SSSD With Large AD and Groups

Latest response

Does anybody have experience with SSSD and a large Active Directory? We have over 150,000 user accounts and 25,000 groups, and a significant number of GPOs as well. I've received reports that RHEL servers that authenticate against our AD can experience login times of up to 10 minutes, which I assume has to do with how it is enumerating groups and group memberships. Other servers seem to not have any problems at all.

I've tried modifying the sssd.conf file to ignore nested groups, but even still users report slow logins. Are there any other ideas on how to improve login times? Maybe it isn't group related at all? Any other known sources of slow login?

Thanks!

Responses

Hi Kevin,

Ten minutes login time can't be the normal behavior ... I recommend to open a Support Case and/or contact Customer Service. :)

Regards,
Christian

Kevin, do all or some such clients experience this issue?

Is DNS straight on these systems (start first with client resolv.conf and test nslookup and dig commands)?
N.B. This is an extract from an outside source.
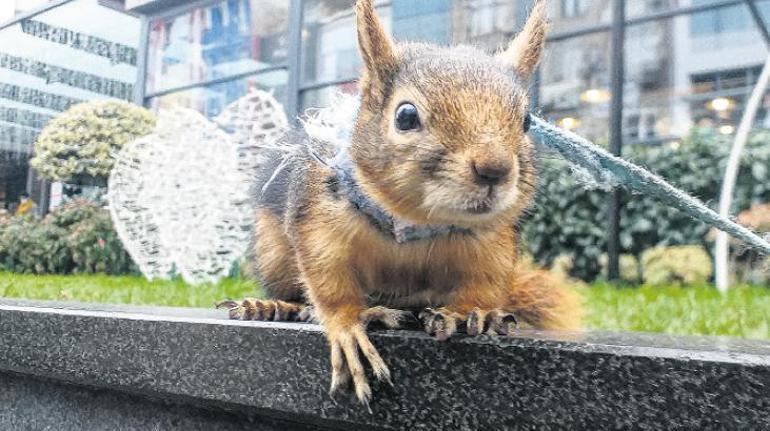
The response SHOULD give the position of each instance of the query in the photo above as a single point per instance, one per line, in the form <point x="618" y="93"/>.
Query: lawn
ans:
<point x="700" y="310"/>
How long does it take to run id someVALIDuserid on an attached system?

Do you have nfs attached or autofs attached user home drives? If so interrogate that issue to ensure NFS is not causing a very bad day for you. If you have stale nfs mounts, or non-functioning nfs, that can be an issue. Attempt to manually mount one of the valid nfs mounts to /mnt or something too just to see if it works.

If you log in to one of the affected systems as a local non-AD user, become root, then from the root account attempt to su - to a valid userid. Does that take a while?

If you think sssd might be an issue, examine this link

Did this work and then fail to work recently? Any recent patches?

Examine this solution https://access.redhat.com/solutions/1475233 to see if it is a fit for your issue.

Sample the configs of /etc/sssd/sssd.conf to ensure rational configs on some clients (in case someone pushed a config change perhaps).

Concurrently take Christian Labisch's advice above

Regards

RJ

Thanks for the response RJ, I'll be opening a support case shortly.

To answer your questions, DNS seems to be working without issue, and I've verified connectivity to all the DCs through our firewalls, so I'm pretty confident it isn't name related.

The id command can definitely take a significant amount of time to run, my account is a member of 333 groups and it takes about 10 minutes to finish running.

I know of at least four servers with the slow login speeds without any NFS mounts, so I don't expect that to be related.

Since its seems to be an annoyingly intermittent issue, I'll try to su next time I have a server that's misbehaving and follow up.

This has been an issue since we started binding servers to AD, and we've been through many patch cycles (although we've only tried it on RHEL 7).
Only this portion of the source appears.